Queria ser como Camacho
Lo mejor de la semana llegaba el sábado por la tarde: el partido del Iruña. No me perdía uno sólo. Jugaba mi hermano y jugaba muy bien.
La visión de Miguel en el campo era más amplia que mi lista de suspensos. Los sinsabores acumulados en cinco días quedaban borrados por sus pases medidos a la bota de Fermín. Tenía coraje, el que me faltaba a mi para hablar con una chica. Y carácter para remontar un partido, mientras yo me hundía en los apuntes de inglés. Papá le llamaba "razicas".

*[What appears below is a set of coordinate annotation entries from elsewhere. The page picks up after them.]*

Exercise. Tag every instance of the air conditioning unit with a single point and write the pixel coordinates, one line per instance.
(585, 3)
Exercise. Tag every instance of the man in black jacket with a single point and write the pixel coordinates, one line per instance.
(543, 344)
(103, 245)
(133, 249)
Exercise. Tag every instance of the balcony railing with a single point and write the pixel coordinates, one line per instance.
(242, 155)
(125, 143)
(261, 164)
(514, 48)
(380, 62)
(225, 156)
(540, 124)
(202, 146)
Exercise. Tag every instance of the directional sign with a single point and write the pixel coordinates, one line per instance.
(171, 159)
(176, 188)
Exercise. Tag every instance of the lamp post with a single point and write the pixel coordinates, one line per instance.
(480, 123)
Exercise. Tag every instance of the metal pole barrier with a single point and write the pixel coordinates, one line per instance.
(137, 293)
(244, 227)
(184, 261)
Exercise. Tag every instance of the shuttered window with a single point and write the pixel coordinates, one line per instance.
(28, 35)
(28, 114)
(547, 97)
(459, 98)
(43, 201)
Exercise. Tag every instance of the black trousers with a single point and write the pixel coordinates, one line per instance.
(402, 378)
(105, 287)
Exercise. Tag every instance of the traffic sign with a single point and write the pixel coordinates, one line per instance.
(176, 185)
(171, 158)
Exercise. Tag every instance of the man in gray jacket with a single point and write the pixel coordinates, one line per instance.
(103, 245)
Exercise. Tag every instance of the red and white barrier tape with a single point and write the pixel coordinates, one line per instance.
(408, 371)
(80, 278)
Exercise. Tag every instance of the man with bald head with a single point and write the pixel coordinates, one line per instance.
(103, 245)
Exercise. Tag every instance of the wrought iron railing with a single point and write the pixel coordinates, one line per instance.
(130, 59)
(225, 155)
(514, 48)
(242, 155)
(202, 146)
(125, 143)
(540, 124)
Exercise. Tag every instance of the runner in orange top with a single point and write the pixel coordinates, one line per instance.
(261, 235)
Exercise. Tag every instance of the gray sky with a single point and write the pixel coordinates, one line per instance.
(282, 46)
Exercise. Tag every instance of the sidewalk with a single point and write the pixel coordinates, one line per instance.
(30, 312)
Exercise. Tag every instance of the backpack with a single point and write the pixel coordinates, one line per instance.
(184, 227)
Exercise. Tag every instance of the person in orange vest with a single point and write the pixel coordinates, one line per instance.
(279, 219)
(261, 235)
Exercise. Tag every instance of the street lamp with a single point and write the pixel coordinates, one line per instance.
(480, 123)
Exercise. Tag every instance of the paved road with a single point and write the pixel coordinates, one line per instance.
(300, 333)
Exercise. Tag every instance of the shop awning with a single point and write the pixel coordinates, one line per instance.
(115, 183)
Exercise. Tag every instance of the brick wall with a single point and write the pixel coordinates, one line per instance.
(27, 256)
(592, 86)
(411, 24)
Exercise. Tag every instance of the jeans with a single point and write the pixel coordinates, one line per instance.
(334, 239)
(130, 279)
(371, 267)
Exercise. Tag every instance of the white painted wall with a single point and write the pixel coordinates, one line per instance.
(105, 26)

Miguel, para mi, era un factor de compensación.
Antes de cada partido perseguía a Miguel con la libreta y un rotulador rojo.
Miguel. Miguel, venga, Miguel. Yo sé.
Se escondía.
Miguel.
Tarde o temprano tenía que salir. Esperaba enarcando la ceja. Y salía.
Miguel, ven. Yo te digo.
Venía a regañadientes
Nos sentábamos en el parqué de mi habitación. Abría el cuaderno. Dibujaba el terreno de juego en el cuaderno cuadriculado.
Tienes que hacer así. Dibujaba círculos y equis y una culebra que marcaba el recorrido de mi hermano, desde su área hasta el centro del campo. Debes disparar desde ahí, como Hagi, después de haber regateado a todos. No pases a nadie.
Miguel me miraba apesadumbrado:
Sí.
Eso es lo que tienes que hacer.
Nunca me hizo caso. Por suerte.
1 Comments:
Qué tiempos... cuánto tiempo.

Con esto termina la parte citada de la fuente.